The number one factor in relationship happiness is compatibility. This doesn’t mean that you have to love ice skating, sky diving and eggs benedict if your partner does, although having some shared interests does help.
It is important to remember that healthy relationships involve mutual respect, honesty, and communication. If you are interested in someone, it is best to be genuine and honest with them about your feelings and intentions, and let things develop naturally. You may not know how to get him to chase you yet however if you focus on building a connection based on mutual interests and values the relationship will develop organically.
It means you should be compatible with your broader life goals and how you want to live. There needs to be unity in some personality traits and most core values. Otherwise, there will be disagreements and difficulty down the track.
You might think that you won’t find someone genuinely compatible, or you may believe unconsciously you don’t deserve that someone. This type of thinking will sabotage your ability to find a person you truly align with. I promise you it pays off to be picky. That person is definitely out there for you.

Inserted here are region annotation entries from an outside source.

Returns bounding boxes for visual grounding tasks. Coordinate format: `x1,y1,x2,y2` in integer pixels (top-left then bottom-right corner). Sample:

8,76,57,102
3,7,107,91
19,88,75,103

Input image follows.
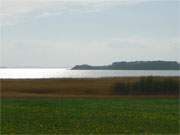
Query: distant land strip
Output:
72,61,180,70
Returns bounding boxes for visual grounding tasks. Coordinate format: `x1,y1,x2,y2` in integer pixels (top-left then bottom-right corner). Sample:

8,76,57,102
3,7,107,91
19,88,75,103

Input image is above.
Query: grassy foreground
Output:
1,99,180,134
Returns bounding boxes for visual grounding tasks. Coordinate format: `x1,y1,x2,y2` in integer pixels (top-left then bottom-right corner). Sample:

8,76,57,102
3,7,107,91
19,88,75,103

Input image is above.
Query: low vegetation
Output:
0,99,180,135
0,77,180,98
114,77,180,95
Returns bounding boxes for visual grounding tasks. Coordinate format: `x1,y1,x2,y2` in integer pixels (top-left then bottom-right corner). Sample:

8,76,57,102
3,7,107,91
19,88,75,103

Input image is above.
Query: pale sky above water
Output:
0,0,180,67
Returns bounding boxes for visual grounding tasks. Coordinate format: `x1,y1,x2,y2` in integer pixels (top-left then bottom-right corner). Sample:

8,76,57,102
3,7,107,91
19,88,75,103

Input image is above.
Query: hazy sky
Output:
0,0,180,67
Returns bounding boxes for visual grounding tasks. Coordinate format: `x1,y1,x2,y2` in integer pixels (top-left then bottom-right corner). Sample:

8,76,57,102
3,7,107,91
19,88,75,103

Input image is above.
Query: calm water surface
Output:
0,68,180,79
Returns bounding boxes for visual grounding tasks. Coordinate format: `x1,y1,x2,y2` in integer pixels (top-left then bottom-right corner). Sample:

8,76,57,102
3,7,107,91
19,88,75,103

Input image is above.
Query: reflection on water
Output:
0,68,180,79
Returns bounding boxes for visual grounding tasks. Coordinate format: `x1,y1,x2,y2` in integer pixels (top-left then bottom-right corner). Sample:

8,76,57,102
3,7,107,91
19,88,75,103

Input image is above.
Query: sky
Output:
0,0,180,67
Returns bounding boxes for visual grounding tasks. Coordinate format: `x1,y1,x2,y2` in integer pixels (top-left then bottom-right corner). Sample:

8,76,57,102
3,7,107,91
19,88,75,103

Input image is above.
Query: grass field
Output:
1,99,180,134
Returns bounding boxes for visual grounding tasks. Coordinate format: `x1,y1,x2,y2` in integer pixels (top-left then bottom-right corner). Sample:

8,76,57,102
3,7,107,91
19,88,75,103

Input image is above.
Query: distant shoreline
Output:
0,77,180,99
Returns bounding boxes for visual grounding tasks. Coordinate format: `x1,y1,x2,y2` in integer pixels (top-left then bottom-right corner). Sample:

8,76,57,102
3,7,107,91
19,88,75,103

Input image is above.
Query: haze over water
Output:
0,68,180,79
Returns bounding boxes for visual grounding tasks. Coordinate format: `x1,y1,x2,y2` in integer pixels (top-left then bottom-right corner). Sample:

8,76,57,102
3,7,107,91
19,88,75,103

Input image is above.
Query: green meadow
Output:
1,99,180,134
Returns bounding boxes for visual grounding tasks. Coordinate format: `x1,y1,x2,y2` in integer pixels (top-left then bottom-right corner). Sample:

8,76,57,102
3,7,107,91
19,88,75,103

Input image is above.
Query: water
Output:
0,68,180,79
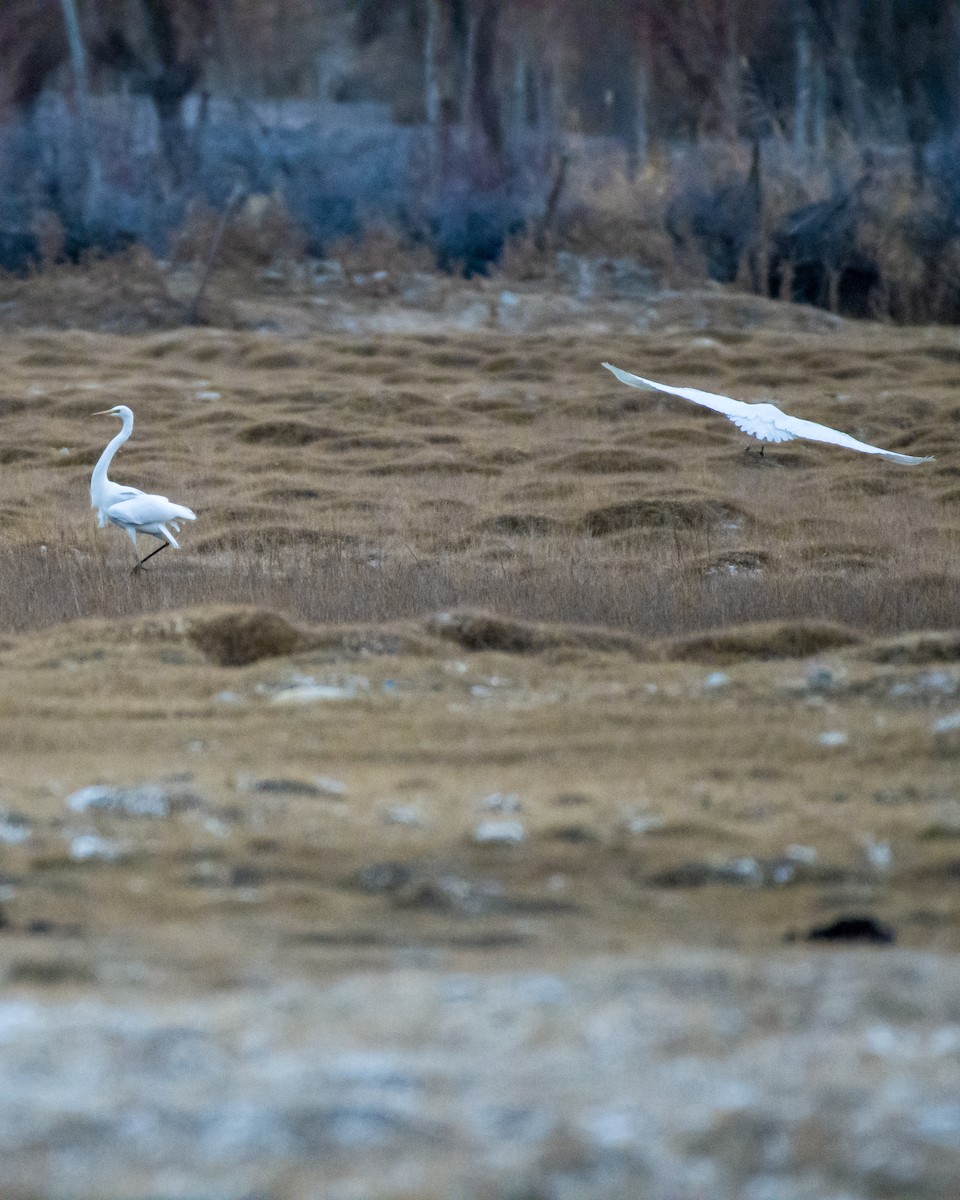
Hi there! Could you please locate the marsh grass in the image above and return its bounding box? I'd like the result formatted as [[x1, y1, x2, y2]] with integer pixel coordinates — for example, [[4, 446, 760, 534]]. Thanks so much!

Asking someone out can be nerve-wracking as it is, but being a single parent can add an extra layer of complexity to how to ask a guy out. Remember, dating as a single parent can be challenging, but it’s important to take care of yourself and pursue meaningful connections.
Manage your time
- Plan time each week for dating – Schedule in dating like you would any other appointment or commitment. In addition, in the hour before you go out, set aside time to de-stress from work and kids. If possible, arrive a little early for your date.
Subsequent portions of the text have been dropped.